The Treasury Department yesterday tentatively cleared Mexican vegatable growers of charges that they hve been selling winter tomatoes and other vegetables in the United States for less than the cost of production.

Florida vegetable growers, who share the winter market about equally with the Mexicans, claimed in a petition filed a year ago that about $200 million worth of the vegetables were being dumped in the United States annually.

Had the Treasury decision gone the other way, Mexican growers might have had to pay special import duties that could have pushed up vegetable prices in supermarkets this winter.

The Florida growers withdrew their original petition asking for relief last July to give the U.S. government time to try to negotiate with the Mexican government on setting limits on low-priced vegetable imports. The negotiators were making progress on an agreement when the petition was refiled Oct. 19, one U.S. negotiator said.The negotiations are still in progress, he said.

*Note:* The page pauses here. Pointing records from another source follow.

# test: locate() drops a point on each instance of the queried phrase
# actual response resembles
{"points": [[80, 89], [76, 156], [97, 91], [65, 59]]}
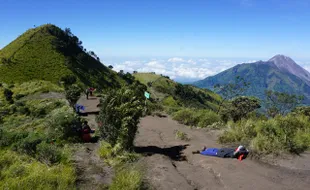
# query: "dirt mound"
{"points": [[171, 165]]}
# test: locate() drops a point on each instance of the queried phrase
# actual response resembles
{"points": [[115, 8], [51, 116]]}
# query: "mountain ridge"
{"points": [[262, 75], [50, 53]]}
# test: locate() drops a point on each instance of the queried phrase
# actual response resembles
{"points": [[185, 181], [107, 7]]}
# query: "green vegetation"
{"points": [[181, 135], [23, 172], [33, 138], [196, 118], [289, 133], [173, 95], [120, 114], [128, 178], [262, 76], [116, 156], [49, 53]]}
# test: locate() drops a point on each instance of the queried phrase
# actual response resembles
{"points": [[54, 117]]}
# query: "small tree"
{"points": [[119, 116], [68, 80], [280, 102], [73, 93], [241, 106], [231, 90], [8, 94]]}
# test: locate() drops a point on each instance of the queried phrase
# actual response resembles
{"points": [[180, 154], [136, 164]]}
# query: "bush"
{"points": [[208, 118], [23, 172], [29, 144], [115, 156], [48, 153], [63, 124], [186, 117], [73, 94], [197, 118], [181, 135], [120, 113], [8, 94], [127, 178], [277, 135]]}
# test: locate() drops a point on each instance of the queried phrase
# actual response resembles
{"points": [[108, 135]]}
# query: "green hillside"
{"points": [[261, 77], [49, 53], [173, 94]]}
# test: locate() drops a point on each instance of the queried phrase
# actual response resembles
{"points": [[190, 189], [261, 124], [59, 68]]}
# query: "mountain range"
{"points": [[280, 73], [49, 53]]}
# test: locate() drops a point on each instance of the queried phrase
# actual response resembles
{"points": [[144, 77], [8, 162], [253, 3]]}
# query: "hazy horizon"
{"points": [[225, 32]]}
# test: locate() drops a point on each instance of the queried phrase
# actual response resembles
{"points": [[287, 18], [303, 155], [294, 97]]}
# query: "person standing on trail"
{"points": [[87, 93], [240, 153]]}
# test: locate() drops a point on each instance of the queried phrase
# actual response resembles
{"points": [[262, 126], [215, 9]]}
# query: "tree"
{"points": [[119, 116], [242, 106], [73, 93], [68, 32], [231, 90], [8, 94], [280, 102], [68, 80]]}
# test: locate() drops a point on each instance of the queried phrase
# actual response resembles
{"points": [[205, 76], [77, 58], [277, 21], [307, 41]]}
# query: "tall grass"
{"points": [[23, 172], [128, 178], [196, 118], [290, 133]]}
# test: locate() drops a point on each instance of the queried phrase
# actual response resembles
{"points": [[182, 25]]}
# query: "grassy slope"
{"points": [[33, 55], [163, 89], [21, 171]]}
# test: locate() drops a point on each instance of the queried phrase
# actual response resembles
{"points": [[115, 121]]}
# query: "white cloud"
{"points": [[179, 68], [176, 59], [155, 64]]}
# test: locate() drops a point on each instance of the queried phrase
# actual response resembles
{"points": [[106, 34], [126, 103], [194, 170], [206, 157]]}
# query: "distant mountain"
{"points": [[280, 73], [49, 53]]}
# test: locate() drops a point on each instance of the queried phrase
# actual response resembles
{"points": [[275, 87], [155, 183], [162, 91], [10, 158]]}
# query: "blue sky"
{"points": [[151, 29]]}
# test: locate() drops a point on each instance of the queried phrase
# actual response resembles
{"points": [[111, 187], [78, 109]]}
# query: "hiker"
{"points": [[79, 107], [86, 130], [91, 91], [240, 153], [87, 93]]}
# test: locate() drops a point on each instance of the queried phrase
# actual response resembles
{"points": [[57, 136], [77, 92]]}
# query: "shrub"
{"points": [[277, 135], [62, 124], [23, 172], [208, 118], [8, 94], [181, 135], [19, 96], [68, 80], [29, 144], [48, 153], [115, 156], [73, 93], [120, 113], [127, 178], [186, 116]]}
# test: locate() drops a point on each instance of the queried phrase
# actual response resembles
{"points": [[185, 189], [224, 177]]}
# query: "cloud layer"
{"points": [[180, 69]]}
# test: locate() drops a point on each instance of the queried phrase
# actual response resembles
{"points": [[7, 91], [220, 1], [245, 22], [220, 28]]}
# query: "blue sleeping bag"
{"points": [[210, 152]]}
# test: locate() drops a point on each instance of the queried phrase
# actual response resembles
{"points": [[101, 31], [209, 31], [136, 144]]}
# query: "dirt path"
{"points": [[92, 172], [171, 165]]}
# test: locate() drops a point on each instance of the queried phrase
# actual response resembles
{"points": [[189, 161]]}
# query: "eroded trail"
{"points": [[171, 165], [92, 172]]}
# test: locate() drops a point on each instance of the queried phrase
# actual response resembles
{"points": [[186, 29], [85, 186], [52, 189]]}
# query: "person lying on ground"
{"points": [[240, 153]]}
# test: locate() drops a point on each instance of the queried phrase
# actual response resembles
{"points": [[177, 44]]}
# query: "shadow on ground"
{"points": [[175, 152]]}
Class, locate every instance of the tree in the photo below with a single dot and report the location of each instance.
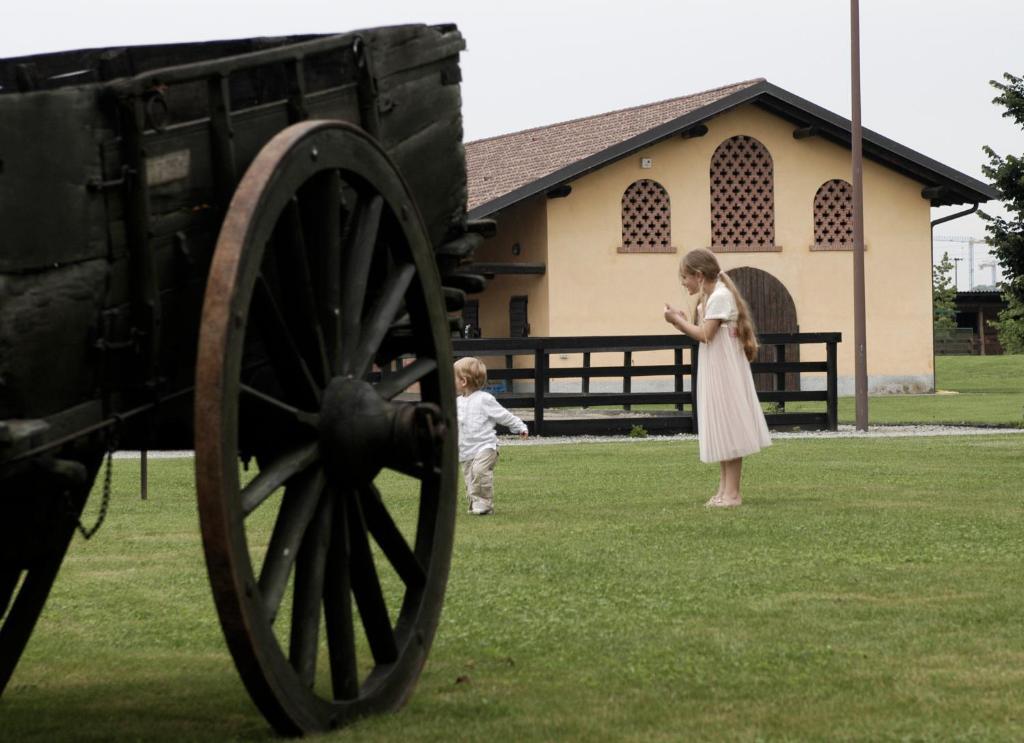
(943, 297)
(1010, 326)
(1007, 234)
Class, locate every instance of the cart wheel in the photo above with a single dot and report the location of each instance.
(325, 355)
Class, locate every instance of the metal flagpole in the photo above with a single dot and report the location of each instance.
(859, 323)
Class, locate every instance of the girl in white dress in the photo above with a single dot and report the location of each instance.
(730, 423)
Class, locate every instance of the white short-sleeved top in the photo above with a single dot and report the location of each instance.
(721, 305)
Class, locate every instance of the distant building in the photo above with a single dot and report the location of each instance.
(594, 215)
(974, 310)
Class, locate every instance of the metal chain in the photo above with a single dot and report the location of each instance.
(104, 501)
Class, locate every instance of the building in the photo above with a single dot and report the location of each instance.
(594, 214)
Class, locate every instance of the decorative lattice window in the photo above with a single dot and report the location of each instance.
(742, 197)
(646, 218)
(834, 216)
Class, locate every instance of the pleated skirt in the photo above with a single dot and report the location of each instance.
(730, 423)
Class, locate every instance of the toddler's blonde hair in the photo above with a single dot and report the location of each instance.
(473, 370)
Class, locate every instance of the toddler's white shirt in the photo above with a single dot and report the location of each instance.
(478, 413)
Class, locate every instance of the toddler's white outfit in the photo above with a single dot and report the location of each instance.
(478, 413)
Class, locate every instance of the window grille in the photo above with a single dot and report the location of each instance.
(742, 197)
(646, 218)
(834, 216)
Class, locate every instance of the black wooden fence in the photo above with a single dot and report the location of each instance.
(681, 418)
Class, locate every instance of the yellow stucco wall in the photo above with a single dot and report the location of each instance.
(591, 289)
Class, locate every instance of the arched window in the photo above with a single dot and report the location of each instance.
(834, 216)
(646, 218)
(742, 197)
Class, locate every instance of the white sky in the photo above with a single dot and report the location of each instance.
(925, 66)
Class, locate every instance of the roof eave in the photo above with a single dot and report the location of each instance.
(956, 187)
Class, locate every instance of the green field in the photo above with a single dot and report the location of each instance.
(989, 391)
(867, 589)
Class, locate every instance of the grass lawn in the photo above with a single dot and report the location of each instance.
(868, 589)
(989, 391)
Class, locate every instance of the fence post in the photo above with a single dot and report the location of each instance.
(678, 376)
(628, 377)
(586, 376)
(832, 393)
(540, 385)
(780, 376)
(695, 359)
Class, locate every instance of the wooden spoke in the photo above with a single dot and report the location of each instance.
(393, 384)
(309, 571)
(327, 228)
(273, 405)
(367, 588)
(338, 611)
(276, 474)
(391, 541)
(388, 304)
(359, 252)
(297, 510)
(293, 271)
(284, 351)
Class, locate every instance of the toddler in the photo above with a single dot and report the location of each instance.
(478, 413)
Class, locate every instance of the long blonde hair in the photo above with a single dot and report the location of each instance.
(705, 262)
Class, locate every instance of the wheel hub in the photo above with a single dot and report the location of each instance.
(360, 433)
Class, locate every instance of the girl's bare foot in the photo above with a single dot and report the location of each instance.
(726, 501)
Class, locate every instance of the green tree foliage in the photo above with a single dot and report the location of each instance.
(943, 296)
(1006, 234)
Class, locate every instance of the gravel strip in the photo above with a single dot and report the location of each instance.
(875, 432)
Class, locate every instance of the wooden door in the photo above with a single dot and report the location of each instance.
(518, 319)
(773, 311)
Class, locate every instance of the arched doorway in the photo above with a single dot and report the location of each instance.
(774, 311)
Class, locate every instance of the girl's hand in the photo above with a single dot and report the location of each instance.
(674, 316)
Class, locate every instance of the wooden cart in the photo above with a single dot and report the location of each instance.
(245, 248)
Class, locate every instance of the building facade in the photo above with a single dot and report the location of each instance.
(594, 215)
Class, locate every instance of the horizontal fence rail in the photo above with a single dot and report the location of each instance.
(524, 378)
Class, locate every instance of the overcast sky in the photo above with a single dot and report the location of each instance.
(925, 67)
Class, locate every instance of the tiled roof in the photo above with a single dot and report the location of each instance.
(500, 165)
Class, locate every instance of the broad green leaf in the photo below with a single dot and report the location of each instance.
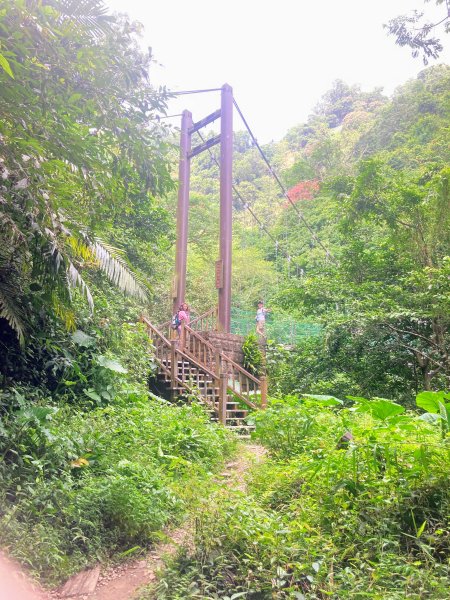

Both groups of growers will have an opportunity to present any new evidence or arguments to Treasury before a final determination is made, probably within 90 days.

Treasury was able to sidestep one major issue in the dispute: is it dumping if a perishable agricultural commodity is sold, in effect, in an auction, and on occasion brings less than it cost to produce?

Treasury officials said this happened less than 15 percent of the time. Therefore, there were enough transactions at or above the cost of production that they were able to apply another test of dumping: what prices were charged in sales in a third country?

Under the law, no dumping occurs if prices charged in a third country are similar to those charged in the United States.

In this case, Customs officials chose days at random and checked prices charged in the United States and Canada the same distance from Nogales, Ariz., where the brokers handling the sales are located and where the products usually enter the United States.

Sales of identical products shipped by the same grower on the same day to customers in both Canada and the United States were compared on days randomly selected from the entire growing season in the winter of 1977-78. Treasury officials said.

"From this statistical study it was evident that prices for the same merchandise shipped on the same day to destinations at comparable distances from Nogales . . . were not significantly different," they said.